利墨リスモン調べ「中国における日系電子工業の市場動向」によると、中国に進出する日系企業のうち、電子工業は全体の2.5%にあたる671社に上り、電子部品製造や材料加工といったサプライチェーンの中流工程に強みを持つことが明らかになりました。しかし、近年は市場の不振と国産化加速により、新規投資は鈍化傾向にあります。
概要
利墨リスモン調べ「中国における日系電子工業の市場動向」は、中国の日系企業データベースや業界情報に基づき、中国に進出する日系電子工業企業の最新動向と実態を分析したレポートです。2025年4月時点の法人登記情報から、日本企業が出資する中国企業およびグループ企業27,148社のうち、電子工業に分類される671社を対象に調査が行われました。
調査対象企業数:671社
調査対象時期:2025年4月時点で開示されていた法人登記情報
調査方法:中国における日系企業の法人登記情報に基づく調査
細分類業種別動向 電子デバイス製造業が最多
日系電子工業企業を細分類業種別に見ると、「電子デバイス製造業」が190社(28.2%)で最も多く、次いで「その他の電子機器製造業」が155社(23.0%)、「電子部品及び電子専用材料製造業」が152社(22.6%)となっています。これらの上位3業種で全体の約74%を占めており、日系電子工業は完成品製造よりも、電子部品製造や材料加工といったサプライチェーンの中流工程に主な事業領域を持っていることが特徴です。
親会社別動向 パナソニックホールディングスが首位
親会社別では、「パナソニックホールディングス株式会社」が17社で最多となりました。同社は研究開発から製造、販売、輸出までを一体化した事業体制への転換を進めています。

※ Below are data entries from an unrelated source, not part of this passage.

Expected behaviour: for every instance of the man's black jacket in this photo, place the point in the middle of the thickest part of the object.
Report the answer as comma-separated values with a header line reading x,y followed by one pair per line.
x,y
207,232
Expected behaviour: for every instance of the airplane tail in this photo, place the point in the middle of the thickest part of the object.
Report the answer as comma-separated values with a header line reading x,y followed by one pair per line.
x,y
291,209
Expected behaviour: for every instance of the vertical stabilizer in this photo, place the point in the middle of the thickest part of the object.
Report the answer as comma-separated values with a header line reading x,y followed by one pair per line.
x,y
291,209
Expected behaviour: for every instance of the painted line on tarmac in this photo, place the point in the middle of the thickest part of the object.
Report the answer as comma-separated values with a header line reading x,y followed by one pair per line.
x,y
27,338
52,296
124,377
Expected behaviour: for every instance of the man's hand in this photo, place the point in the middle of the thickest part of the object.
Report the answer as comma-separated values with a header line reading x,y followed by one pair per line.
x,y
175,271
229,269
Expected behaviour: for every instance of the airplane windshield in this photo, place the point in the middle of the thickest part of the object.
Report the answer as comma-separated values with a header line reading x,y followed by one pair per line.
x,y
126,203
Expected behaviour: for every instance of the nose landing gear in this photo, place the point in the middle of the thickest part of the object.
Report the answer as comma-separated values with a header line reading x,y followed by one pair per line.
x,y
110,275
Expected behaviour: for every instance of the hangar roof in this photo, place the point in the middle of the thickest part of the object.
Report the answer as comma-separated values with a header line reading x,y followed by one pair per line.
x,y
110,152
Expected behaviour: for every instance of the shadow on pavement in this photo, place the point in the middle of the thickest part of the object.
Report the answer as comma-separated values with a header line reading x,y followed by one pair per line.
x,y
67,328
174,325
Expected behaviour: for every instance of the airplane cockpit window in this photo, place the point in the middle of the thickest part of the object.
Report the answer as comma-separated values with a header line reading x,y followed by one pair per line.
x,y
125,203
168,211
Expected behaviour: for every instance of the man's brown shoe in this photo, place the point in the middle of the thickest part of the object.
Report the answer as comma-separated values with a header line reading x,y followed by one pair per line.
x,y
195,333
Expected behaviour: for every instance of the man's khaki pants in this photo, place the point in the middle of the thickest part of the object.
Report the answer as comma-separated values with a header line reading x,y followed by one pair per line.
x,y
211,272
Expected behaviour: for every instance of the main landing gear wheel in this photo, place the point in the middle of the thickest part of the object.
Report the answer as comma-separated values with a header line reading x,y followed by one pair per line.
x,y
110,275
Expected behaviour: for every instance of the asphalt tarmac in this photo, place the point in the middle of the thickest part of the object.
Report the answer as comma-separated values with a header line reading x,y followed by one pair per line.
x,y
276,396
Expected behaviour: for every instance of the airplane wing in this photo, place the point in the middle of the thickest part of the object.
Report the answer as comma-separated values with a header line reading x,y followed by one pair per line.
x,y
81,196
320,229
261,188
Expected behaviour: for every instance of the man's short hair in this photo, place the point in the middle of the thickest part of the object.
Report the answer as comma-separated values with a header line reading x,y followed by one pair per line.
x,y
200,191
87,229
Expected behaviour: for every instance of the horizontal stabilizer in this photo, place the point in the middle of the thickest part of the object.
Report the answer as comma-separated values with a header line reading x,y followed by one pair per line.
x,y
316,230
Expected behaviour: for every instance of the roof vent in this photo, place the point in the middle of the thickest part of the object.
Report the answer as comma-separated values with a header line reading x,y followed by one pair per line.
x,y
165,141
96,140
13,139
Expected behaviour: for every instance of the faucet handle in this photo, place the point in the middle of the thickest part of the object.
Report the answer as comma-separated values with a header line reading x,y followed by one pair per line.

「シャープ株式会社」は10社で、高付加価値家電事業の強化や事業基盤の強化を図っています。
地域別動向 江蘇省、広東省、上海市に集中
地域別分布では、江蘇省(32.0%)、広東省(22.1%)、上海市(20.6%)が上位3地域を占め、日系企業が東部沿岸地域に集中する傾向が明らかになりました。特に、電子部品製造や材料加工が集積する江蘇省への進出が顕著です。
新設企業動向 新規投資は慎重化
直近10年間の新設企業数は、2021年から増加傾向でしたが、2023年は1社、2024年は3社と急減しており、新規進出の勢いは鈍化しています。これは、「消費者向け電子製品市場の不振」と「中国国内における電子部品の国産化加速」という二つの要因が背景にあると考えられます。
まとめ
中国の電子工業において、日系企業はサプライチェーンの中流工程に強みを持つ一方、市場環境の変化により新規投資には慎重な姿勢が見られます。今後は、グローバル戦略の中に中国をどう位置付けるかという視点が、企業の競争力を左右する重要な要素となるでしょう。